It’s been a difficult week. My car broke down to the tune of $2,000. I finally got it fixed, and got it back last Friday…only to have it break down again on Sunday–the problem related to something they were supposed to have just fixed. And the mechanic that’s been working on it is closed this week.
Because I had just dropped most of my savings on my car, I didn’t have the money to rent another car. So I’ve been taking the bus this week and depending on the kindness of my friends.
On Monday, I waited outside my job for 30 minutes for a bus that never came. I had been trying to deal, but I lost it.

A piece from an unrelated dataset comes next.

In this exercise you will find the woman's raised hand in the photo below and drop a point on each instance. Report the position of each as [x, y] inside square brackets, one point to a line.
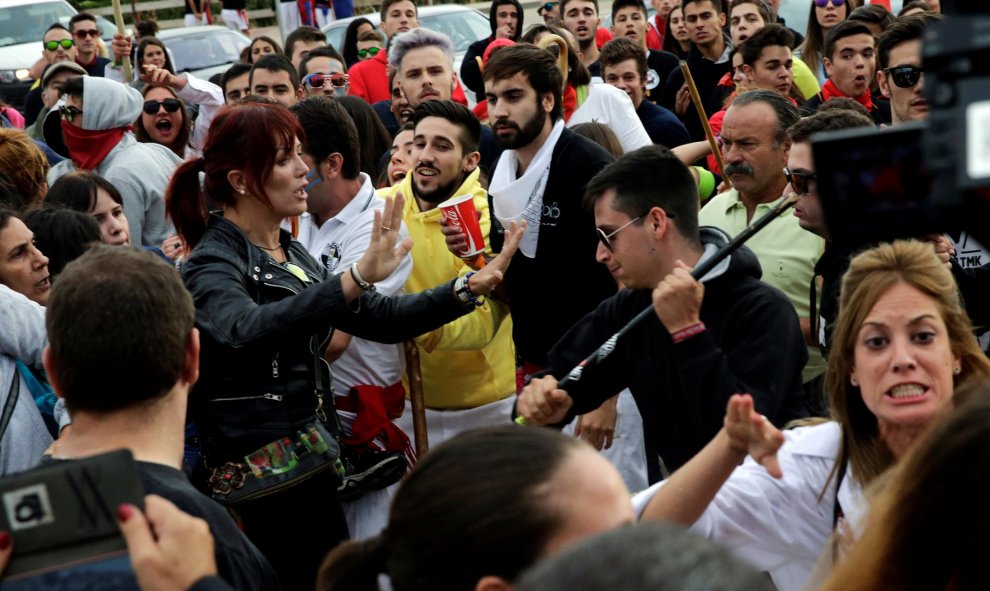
[485, 280]
[752, 433]
[384, 254]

I came back into my place of employment, sat in the basement room where the tourists come to watch a brief video on the history of the place, and I bawled my eyes out. It was the third time in 24 hours that I had done that.
Life is difficult. As Christians, we have zero promises in the Word about an easy life. Instead, we are told, “Here on earth, you will have many trials and sorrows.” (John 16:33–thanks, Jesus.) It also says that Jesus has overcome the world. But I have admit–in the moment, it just doesn’t feel like it.
And I think that’s okay. Because feelings pass. I was very angry at God for a couple of days–like full-out-cussing-and-refusing-to talk-to-Him-without-using-four-letter-words angry. I’m not ashamed to admit that, because I think it’s important that I have a fully encompassing relationship with God. If I have the capacity to feel it, it’s because God created it and gave it to me. So obviously, He can handle it. Yes, I sinned in my anger, but I also asked for forgiveness and am allowing God to heal my heart and love me again.
I’m not saying it’s right or wrong to be angry with God. I’m just saying that if it happens, God is God enough to handle it and forgive us if we sin in the midst of it. I’m getting better about dealing with trials (I was angry for two days instead of two weeks this time); but in the meantime, I can rest in knowing that God can take a shoving and keep on loving.